Le nickel : « aussi pire » que le mercure

Parmi les métaux lourds qui nous empoisonnent la santé, on évoque souvent le mercure. On parle beaucoup plus rarement du nickel auquel nous sommes pourtant nettement plus exposés car on en trouve dans une multitude de produits d’utilisation quotidienne (pièces de monnaie, bijoux, lunettes, piercings…). Allergies cutanées, fibroses pulmonaires, pathologies cardio-vasculaires et rénales ou fatigue chronique en sont les conséquences.

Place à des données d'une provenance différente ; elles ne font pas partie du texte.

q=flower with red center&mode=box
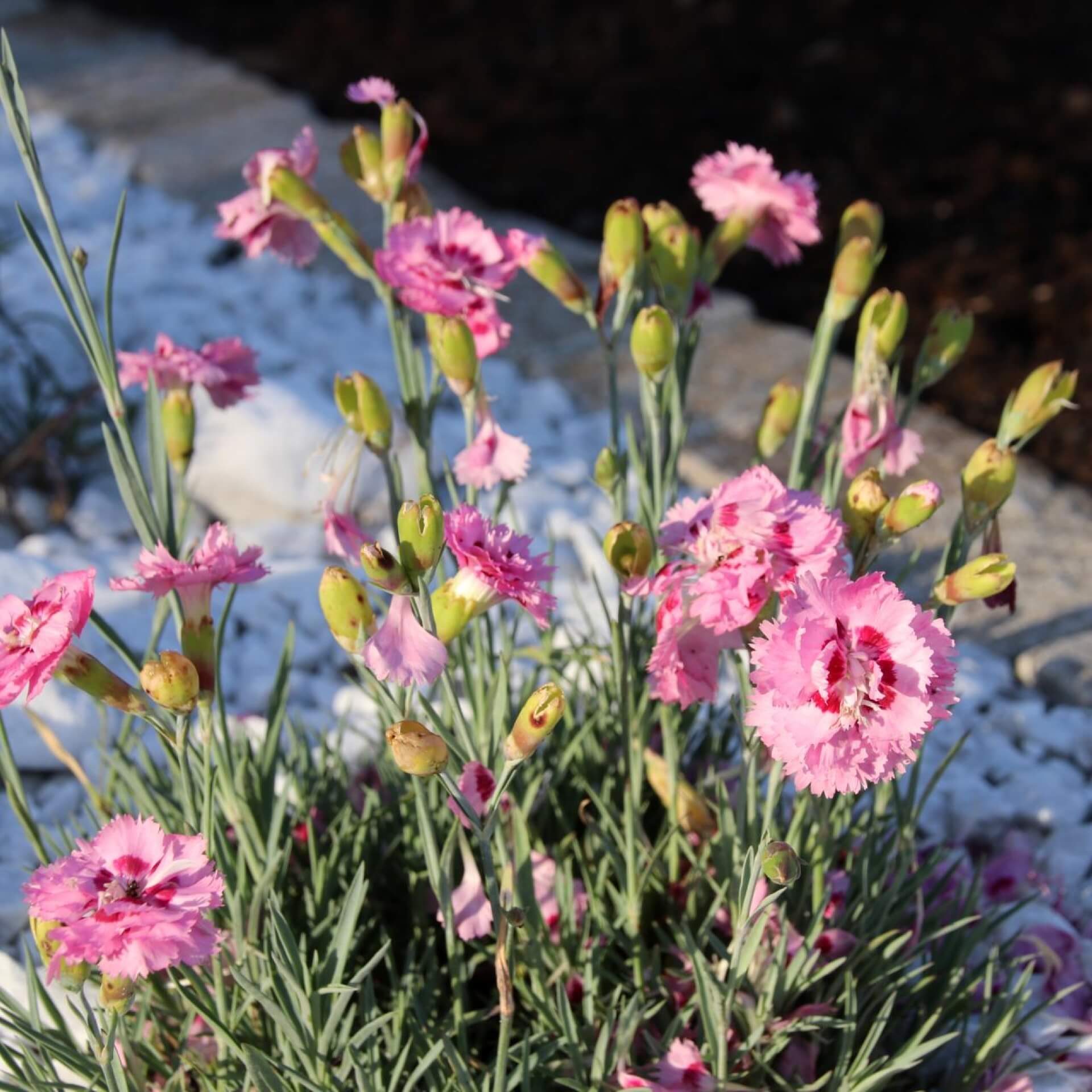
[690,141,822,266]
[110,523,268,691]
[432,504,557,644]
[626,466,844,709]
[451,398,531,489]
[747,573,956,796]
[0,569,95,708]
[215,126,321,266]
[23,816,224,978]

La manifestation la plus visible de la présence nocive du ni­ckel dans notre environnement quotidien est l’explosion du nombre de cas de dermatites constatées chez les femmes ces dernières années. Les femmes sont pourtant, au même titre que les hommes, exposées quotidiennement au nickel par leur contact avec des objets familiers (bracelets de montre, anneau de ceinture, montures de lunettes, rivets de jeans…). Elles manipulent aussi, autant que les hommes, les pièces de un et de deux euros (qui ne contiennent pas moins de 25 % de nickel).

Bijoux et piercing

Mais, si le nombre de cas est bien plus élevé chez les femmes que chez les hommes, c’est du côté de leur goût plus prononcé pour les colliers, bagues, boucles d’oreille… qu’il faut se tourner et depuis peu, vers la vogue du piercing. Il semble en effet que cette mode constitue une voie de pénétration privilégiée du nickel dans le corps puisque la tige de fixation traverse les chairs. Le nickel est, par ailleurs, de plus en plus fréquemment, mis en cause dans les cas d’infertilité féminine. L’appareil reproducteur étant très sensible aux métaux lourds, est d’autant plus touché que la source de nickel est proche… comme dans le cas d’un piercing au nombril.

 

Le nickel atmosphérique

L’augmentation des dermatites de contact, stomatites de contact, parodontites, lichen-plan (dermatose) ou de résistance aux antibiotiques, dues au nickel et constatées médicalement, ne doit pas masquer le risque d’un développement de graves pathologies pulmonaires (fibrose pulmonaire) dues au nickel atmosphérique.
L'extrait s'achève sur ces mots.